Friday, February 20, 2015

Houston 2015 elections: Of conflicts, and conflicts of interest

-- Sly makes it official.  Still the betting favorite, IMHO.

-- Via Charles, the grumbling about Harris County Democratic Chairman Lane Lewis juggling party politics and a city council bid has gone public.

There's enough at both those links to absorb, but what slipped mostly under the radar was this complaint in Project Q last month from AL1 entrant Jenifer Rene Pool.  Actually Wayne mentioned it in cautious tones when it broke, and TransGriot seemed a little irritated about it, but other than that, nothing else written about it since.  A lot whispered below the level of my impaired hearing, I'm sure...

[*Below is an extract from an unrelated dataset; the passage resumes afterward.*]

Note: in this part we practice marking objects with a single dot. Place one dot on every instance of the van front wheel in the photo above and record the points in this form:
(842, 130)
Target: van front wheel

Repeating myself, I'll support Lewis in AL1 and suggest that every other Democrat would be wise to run elsewhere, lest a repeat of AL3 in 2013 -- a runoff between Mike Kubosh and Roy Morales after the Dems canceled each other out -- occurs again.

As to whether he should hurry up and quit his chairmanship, that would be perilous at this time for the local Democrats.  Lewis' chief of staff, Diana Patino, just left this week to go to work for Sen. John Whitmire.  The ugly self-inflicted wounds from 2014's debacle barely have scabs, and with the lingering resentments over Battleground Texas' promises/effort/coordination with the county party, less disarray and not more is what is needed now.

So I think Lewis should stay where he is and make the call himself when to hand off to someone else, an heir not being readily apparent to me at the moment.  Much jockeying regarding that is undoubtedly happening outside my view.

Update: Texpate doesn't agree, and wants him to quit as a condition of supporting his council bid.  This is too harsh a demand, in my opinion.

-- Frankly I am delighted to see Jew Don Boney run for city controller against Carroll Robinson.  They have squared off before, and it wasn't pretty.  No matter his own bumpy history, I will be pleased to support former councilman Boney's campaign -- unless I vet the potential candidates for a better one -- because Robinson is not only shady himself but also aligned with the absolute worst political mafia in Houston politics.  I'm looking at you again, Hector Carreno, you slug.  And Reps. Miles and Thompson, you should know better.

But this "lesser of two evils" option once again might let the Republican slip into office.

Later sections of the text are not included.